A wordsmith's pilgrimage in London

I'm just back from a few days in London, pleased to have confirmed that I am not at all - as the saying goes - tired of life. What a relief.

I refuse, by the way, to let the exclusive masculinity of Samuel Johnson's language get in the way of my appreciation of his accomplishments. I choose to interpret his references to "a man" to mean simply "a person" - myself, for example.

"Sir," I hope I would say to him if I could, "women are more than half the human race: Get over it. To a degree you would find unfathomable, sir, wordsmithing nowadays is women's work, too." I spent a few hours walking in the footsteps of another great London wordsmith, Charles Dickens.

Dickens knew a thing or two about verbal energy. I've been appreciating more in recent years his vast range, his capacity for combining tragedy and comedy, his social engagement. He was a human intersection of the worlds of law and of letters - the onetime law clerk turned parliamentary reporter turned novelist.

The streets I explored - around the Inns of Court, Fleet Street, and the Old Bailey - are what that intersection of law and letters looks like as a neighborhood. This was Dickens's laboratory for the observation of humanity as he followed, wittingly or otherwise, Dr. Johnson's advice to his biographer, James Boswell, that he explore the "little lanes and courts" of London to discover its "wonderful immensity."

This part of London is also the intersection between the word printed by a press and the Word preached from the pulpit. The Reformation was a religious revolution fueled by a printing revolution.

Until it was destroyed during World War II, the area just north of St. Paul's Cathedral was a center of the book trades from the late 18th century.
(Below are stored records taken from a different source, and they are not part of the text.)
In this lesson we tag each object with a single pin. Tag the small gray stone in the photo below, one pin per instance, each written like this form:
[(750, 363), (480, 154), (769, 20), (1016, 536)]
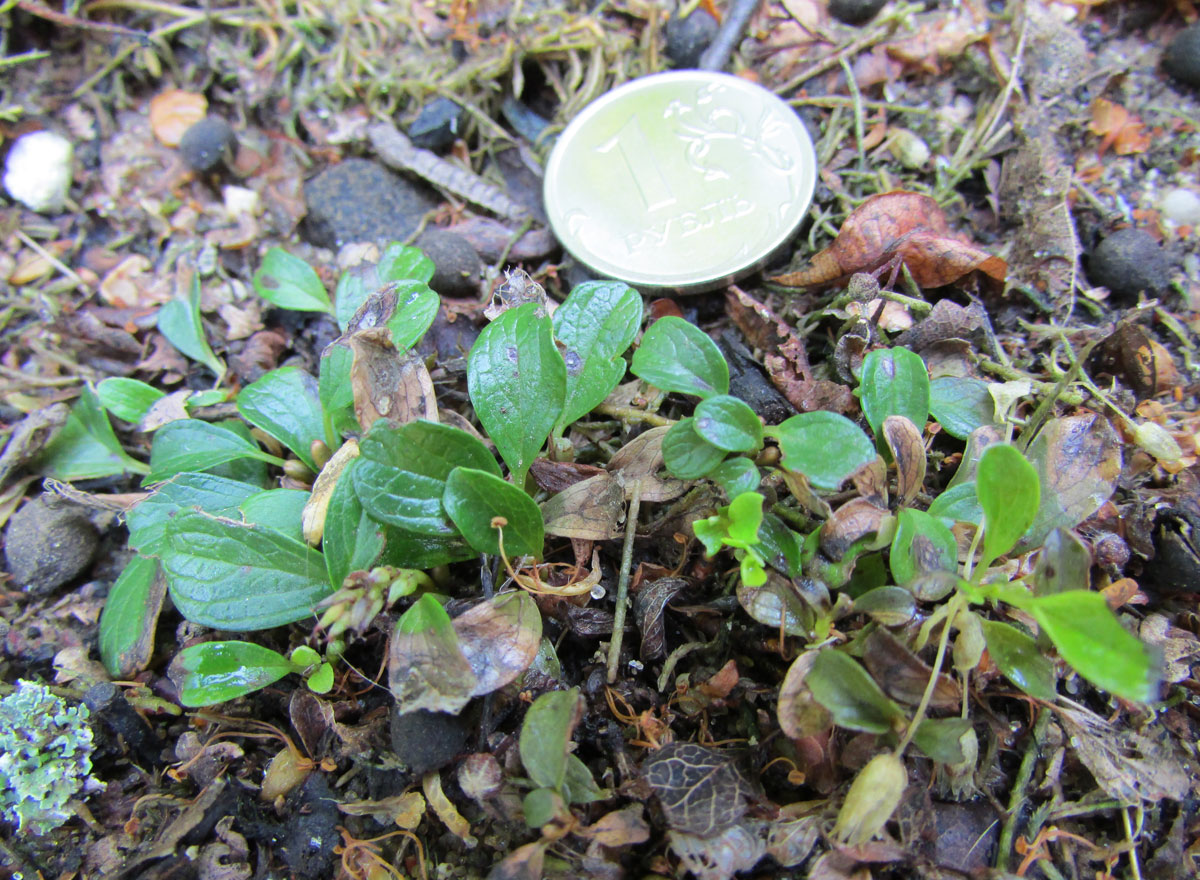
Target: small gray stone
[(1129, 262), (207, 144), (456, 265), (425, 740), (360, 201), (1182, 57), (688, 37), (855, 11), (48, 545)]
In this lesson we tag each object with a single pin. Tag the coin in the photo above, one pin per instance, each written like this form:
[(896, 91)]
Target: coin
[(682, 180)]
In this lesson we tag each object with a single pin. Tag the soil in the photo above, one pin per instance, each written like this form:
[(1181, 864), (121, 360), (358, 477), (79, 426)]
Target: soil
[(1062, 162)]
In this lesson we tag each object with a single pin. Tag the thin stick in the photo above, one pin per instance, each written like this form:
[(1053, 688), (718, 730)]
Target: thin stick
[(627, 564)]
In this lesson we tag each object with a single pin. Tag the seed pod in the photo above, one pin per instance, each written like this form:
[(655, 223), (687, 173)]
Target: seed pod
[(871, 800)]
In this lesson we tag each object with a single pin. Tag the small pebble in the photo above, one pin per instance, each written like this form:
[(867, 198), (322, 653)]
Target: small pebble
[(48, 545), (457, 267), (855, 11), (39, 171), (437, 125), (688, 37), (1129, 262), (207, 143), (1182, 57), (1181, 207)]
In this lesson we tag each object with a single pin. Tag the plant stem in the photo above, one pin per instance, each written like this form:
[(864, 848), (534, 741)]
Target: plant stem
[(627, 564)]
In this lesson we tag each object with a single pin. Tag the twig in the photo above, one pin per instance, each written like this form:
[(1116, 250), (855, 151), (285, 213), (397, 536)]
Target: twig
[(717, 55), (399, 151), (627, 564)]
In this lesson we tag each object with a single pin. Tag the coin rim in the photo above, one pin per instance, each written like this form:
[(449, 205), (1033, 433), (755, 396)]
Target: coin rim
[(683, 285)]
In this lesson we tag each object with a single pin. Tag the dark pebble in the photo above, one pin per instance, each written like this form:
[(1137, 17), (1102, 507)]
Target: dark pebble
[(688, 37), (456, 265), (360, 201), (1182, 57), (48, 545), (1129, 262), (207, 144), (855, 11), (437, 125), (426, 741)]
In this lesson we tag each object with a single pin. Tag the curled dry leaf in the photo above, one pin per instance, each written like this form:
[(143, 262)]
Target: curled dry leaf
[(701, 790), (499, 638), (173, 112), (898, 227), (591, 510), (904, 676)]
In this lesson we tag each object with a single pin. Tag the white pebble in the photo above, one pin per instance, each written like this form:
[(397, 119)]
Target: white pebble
[(39, 171), (1181, 207)]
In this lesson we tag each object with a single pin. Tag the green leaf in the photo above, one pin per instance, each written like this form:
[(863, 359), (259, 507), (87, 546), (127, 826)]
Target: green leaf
[(1008, 492), (215, 671), (127, 399), (545, 736), (517, 381), (1091, 639), (129, 620), (215, 495), (180, 323), (288, 282), (736, 476), (856, 702), (238, 576), (960, 405), (474, 498), (352, 540), (780, 545), (336, 390), (1018, 657), (688, 455), (85, 447), (286, 403), (922, 544), (595, 324), (402, 471), (677, 355), (825, 447), (191, 444), (279, 509), (941, 738), (729, 424), (894, 382), (958, 504)]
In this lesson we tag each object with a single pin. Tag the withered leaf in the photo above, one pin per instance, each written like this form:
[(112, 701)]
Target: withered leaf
[(499, 638), (641, 461), (904, 676), (389, 384), (701, 790), (898, 226), (591, 509), (909, 452), (651, 603)]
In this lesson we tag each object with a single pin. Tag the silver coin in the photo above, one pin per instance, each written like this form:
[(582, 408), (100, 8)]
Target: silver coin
[(681, 180)]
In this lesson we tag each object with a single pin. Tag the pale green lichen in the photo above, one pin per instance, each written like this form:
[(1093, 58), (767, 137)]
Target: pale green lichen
[(45, 758)]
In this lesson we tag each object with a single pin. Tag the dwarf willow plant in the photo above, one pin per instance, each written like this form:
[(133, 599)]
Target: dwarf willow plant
[(238, 555), (1000, 496)]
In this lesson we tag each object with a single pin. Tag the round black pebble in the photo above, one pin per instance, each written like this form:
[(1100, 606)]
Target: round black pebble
[(360, 201), (855, 11), (688, 37), (437, 125), (207, 143), (1129, 262), (456, 265), (1182, 57)]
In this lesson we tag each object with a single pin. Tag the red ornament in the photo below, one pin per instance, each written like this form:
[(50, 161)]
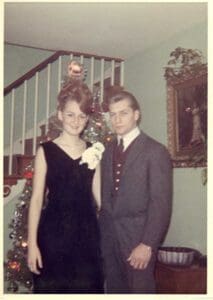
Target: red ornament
[(28, 174), (14, 265)]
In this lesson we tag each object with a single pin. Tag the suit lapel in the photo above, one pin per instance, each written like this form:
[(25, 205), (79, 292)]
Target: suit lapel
[(109, 164), (134, 151)]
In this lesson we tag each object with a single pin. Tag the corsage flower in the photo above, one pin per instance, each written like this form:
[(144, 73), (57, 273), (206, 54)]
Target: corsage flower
[(92, 155)]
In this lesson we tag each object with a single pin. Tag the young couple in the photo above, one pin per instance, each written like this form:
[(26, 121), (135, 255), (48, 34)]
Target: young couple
[(70, 250)]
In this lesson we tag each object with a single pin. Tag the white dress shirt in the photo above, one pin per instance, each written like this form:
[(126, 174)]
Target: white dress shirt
[(129, 137)]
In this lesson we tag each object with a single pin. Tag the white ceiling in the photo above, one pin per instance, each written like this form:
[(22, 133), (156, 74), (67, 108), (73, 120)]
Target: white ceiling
[(108, 29)]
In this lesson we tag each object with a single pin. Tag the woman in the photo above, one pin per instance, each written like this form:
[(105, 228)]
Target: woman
[(63, 236)]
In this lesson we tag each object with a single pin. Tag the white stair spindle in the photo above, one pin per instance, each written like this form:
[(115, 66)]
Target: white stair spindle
[(11, 133), (102, 80), (35, 114), (122, 73), (48, 98), (59, 72), (24, 119), (112, 72), (92, 73)]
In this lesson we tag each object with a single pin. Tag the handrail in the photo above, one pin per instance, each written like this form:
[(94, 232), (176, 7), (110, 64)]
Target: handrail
[(51, 59)]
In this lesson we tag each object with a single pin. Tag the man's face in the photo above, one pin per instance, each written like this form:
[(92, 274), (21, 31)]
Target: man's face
[(123, 117)]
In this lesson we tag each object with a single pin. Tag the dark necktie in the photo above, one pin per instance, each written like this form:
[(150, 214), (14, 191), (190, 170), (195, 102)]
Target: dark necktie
[(120, 147)]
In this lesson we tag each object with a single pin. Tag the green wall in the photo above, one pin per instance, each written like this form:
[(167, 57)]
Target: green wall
[(144, 77)]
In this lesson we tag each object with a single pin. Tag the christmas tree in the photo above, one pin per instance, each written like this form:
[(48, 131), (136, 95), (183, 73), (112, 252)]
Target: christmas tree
[(16, 269)]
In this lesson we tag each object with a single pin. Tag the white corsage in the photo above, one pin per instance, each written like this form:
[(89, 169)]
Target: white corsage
[(92, 155)]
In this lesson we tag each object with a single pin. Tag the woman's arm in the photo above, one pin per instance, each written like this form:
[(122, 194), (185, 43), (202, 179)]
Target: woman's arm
[(40, 168), (96, 186)]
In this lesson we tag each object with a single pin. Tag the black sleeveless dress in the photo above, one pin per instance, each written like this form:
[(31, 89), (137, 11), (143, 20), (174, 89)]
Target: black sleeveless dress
[(68, 233)]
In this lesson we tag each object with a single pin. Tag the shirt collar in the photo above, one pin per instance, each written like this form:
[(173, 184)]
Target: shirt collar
[(129, 137)]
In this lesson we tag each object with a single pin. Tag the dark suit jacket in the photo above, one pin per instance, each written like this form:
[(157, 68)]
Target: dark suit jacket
[(141, 210)]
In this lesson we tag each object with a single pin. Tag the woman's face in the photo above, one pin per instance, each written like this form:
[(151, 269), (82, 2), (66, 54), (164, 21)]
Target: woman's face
[(72, 118)]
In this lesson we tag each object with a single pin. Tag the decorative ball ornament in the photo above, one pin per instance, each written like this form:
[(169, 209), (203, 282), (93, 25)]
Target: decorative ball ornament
[(28, 174), (13, 287), (28, 283), (24, 244), (14, 265)]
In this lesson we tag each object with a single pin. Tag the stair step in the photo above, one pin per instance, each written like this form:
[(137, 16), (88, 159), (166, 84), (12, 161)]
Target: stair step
[(6, 165)]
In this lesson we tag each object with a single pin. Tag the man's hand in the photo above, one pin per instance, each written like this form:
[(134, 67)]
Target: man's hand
[(140, 256)]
Here one recalls that a group of compositors was traditionally known as a "chapel." (A compositor was a typesetter back in the days when that term referred to a person rather than a machine.)

St. Paul's Cathedral survived the Blitz largely intact, but much of its immediate neighborhood did not. St. Paul's Churchyard, full of Londoners making it their outdoor parlor on a late summer afternoon, is as lovely a construct of cool stone and green lawn and raking golden sunlight as one is likely to see on this earth. But the postwar reconstruction in the adjacent streets was heavy on concrete and reflected an unfortunate concept of modernity.
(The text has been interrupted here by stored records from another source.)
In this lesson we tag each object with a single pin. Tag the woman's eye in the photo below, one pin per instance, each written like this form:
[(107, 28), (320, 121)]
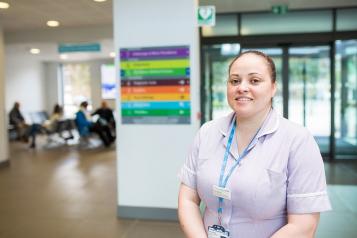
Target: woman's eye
[(234, 82), (254, 81)]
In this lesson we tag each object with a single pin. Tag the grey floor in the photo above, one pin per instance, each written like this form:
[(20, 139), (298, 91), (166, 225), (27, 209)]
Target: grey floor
[(70, 193)]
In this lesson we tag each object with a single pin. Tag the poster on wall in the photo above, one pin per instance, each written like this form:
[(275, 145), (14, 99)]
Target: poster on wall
[(155, 85)]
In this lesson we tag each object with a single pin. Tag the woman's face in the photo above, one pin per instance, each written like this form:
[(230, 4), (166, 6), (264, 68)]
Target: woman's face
[(250, 87)]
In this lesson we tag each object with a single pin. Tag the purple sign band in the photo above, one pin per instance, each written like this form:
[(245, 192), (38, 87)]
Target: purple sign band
[(160, 82), (155, 53)]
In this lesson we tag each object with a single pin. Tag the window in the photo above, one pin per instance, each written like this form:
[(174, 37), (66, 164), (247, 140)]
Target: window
[(76, 86)]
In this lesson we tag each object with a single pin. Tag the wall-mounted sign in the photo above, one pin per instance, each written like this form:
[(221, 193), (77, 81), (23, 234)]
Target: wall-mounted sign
[(155, 85), (206, 15), (88, 47), (279, 9)]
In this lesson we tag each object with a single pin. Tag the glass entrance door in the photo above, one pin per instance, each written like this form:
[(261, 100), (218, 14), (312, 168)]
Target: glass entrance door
[(346, 99), (310, 91)]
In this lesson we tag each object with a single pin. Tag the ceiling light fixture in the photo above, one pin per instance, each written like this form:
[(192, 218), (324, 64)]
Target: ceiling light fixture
[(4, 5), (52, 23), (35, 51)]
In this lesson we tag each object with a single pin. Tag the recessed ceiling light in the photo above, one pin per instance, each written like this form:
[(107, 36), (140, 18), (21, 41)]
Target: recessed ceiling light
[(52, 23), (35, 51), (4, 5)]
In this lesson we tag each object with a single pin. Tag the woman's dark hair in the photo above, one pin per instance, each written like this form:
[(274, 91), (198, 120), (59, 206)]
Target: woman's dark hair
[(267, 58)]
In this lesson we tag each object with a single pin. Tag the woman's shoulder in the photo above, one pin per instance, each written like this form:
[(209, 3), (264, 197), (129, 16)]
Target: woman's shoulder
[(220, 124)]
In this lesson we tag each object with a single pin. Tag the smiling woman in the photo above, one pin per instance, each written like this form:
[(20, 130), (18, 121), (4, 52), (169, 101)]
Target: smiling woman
[(259, 174)]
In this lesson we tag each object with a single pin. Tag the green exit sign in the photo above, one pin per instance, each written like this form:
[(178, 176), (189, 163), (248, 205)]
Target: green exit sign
[(279, 9)]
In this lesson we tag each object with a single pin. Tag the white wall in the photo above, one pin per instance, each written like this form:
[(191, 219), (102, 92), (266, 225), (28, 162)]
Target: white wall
[(149, 156), (4, 153), (24, 81)]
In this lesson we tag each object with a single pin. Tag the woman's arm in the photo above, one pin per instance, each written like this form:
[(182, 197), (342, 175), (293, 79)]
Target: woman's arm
[(299, 226), (189, 213)]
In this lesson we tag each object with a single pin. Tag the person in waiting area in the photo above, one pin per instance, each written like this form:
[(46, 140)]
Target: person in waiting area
[(106, 115), (85, 126), (258, 174), (56, 123), (22, 128)]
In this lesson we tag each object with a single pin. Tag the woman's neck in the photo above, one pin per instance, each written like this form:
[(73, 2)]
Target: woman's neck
[(251, 124)]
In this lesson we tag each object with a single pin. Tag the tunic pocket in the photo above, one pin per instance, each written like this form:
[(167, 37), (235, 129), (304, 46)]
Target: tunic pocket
[(270, 195)]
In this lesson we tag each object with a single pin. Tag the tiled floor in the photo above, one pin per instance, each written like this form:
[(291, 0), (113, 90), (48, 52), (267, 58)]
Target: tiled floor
[(71, 193)]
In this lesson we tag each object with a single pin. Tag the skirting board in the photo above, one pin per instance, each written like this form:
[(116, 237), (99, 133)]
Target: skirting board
[(147, 213)]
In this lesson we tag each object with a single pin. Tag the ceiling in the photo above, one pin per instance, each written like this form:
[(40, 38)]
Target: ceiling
[(25, 21), (33, 14)]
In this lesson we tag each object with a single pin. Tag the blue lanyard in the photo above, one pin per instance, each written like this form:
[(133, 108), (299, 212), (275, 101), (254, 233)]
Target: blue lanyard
[(223, 181)]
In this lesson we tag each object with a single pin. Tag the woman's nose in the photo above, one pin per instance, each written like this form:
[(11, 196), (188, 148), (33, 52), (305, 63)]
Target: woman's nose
[(243, 87)]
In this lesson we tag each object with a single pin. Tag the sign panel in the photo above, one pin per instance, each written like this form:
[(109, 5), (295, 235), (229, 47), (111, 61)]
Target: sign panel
[(206, 15), (155, 85), (279, 9), (89, 47)]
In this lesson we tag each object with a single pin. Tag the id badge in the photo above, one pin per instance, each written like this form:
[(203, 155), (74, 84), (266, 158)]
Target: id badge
[(221, 192), (217, 231)]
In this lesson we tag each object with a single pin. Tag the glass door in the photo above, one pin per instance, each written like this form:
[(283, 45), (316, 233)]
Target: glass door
[(346, 99), (310, 91)]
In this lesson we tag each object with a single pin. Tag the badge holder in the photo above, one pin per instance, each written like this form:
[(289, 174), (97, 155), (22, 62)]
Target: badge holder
[(217, 231)]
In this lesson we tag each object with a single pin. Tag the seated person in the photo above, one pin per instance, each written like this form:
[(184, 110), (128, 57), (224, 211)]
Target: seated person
[(106, 115), (56, 123), (22, 128), (85, 126)]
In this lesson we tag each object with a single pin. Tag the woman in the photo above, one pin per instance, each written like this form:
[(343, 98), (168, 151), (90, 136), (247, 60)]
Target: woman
[(56, 123), (258, 174)]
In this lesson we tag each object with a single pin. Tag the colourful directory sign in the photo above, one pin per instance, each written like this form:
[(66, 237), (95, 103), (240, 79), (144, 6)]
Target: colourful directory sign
[(155, 85)]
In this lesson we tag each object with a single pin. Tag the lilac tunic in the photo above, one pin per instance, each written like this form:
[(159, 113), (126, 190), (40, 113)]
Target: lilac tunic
[(282, 174)]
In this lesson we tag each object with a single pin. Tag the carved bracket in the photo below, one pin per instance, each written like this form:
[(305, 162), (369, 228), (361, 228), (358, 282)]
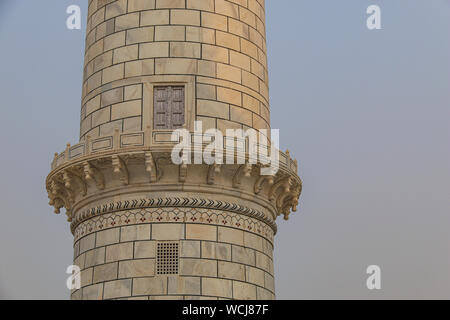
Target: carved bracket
[(120, 168), (150, 167), (244, 170), (92, 173), (182, 172), (70, 176), (212, 171), (260, 182)]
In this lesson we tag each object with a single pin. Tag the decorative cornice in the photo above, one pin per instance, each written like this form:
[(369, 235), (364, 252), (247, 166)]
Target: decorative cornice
[(173, 202), (98, 165)]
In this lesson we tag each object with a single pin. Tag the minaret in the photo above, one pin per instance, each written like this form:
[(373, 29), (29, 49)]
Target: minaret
[(144, 227)]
That, happily, is now being remedied, albeit slowly. As part of the new construction, the Temple Bar (the ceremonial gateway that once separated the Strand, in the royal City of Westminster, from Fleet Street, in the City of London) is to be moved into the renovated Paternoster Square, next to the cathedral.

The announcement imparting this intelligence (posted on a bulletin board) included, alas, a couple of apostrophe errors ("Artists impression of the Temple Bar after it's relocation to Paternoster Square"), which a Punctuation Guerrilla had already corrected with a black marker, thereby sparing me the need to take action myself.

This part of London is where one is particularly conscious of being in the hometown of the English language. St. Paul's Cathedral is proverbially the "Paul" whom "Peter" (the Abbey Church of St. Peter in Westminster, subsequently Westminster Abbey) was robbed to pay: The story is a bit too pat for Merriam-Webster, but the abbey's own website includes it as fact.

All right, feelings may still be a bit sore even after a few centuries - but in what other city could the claim even be made?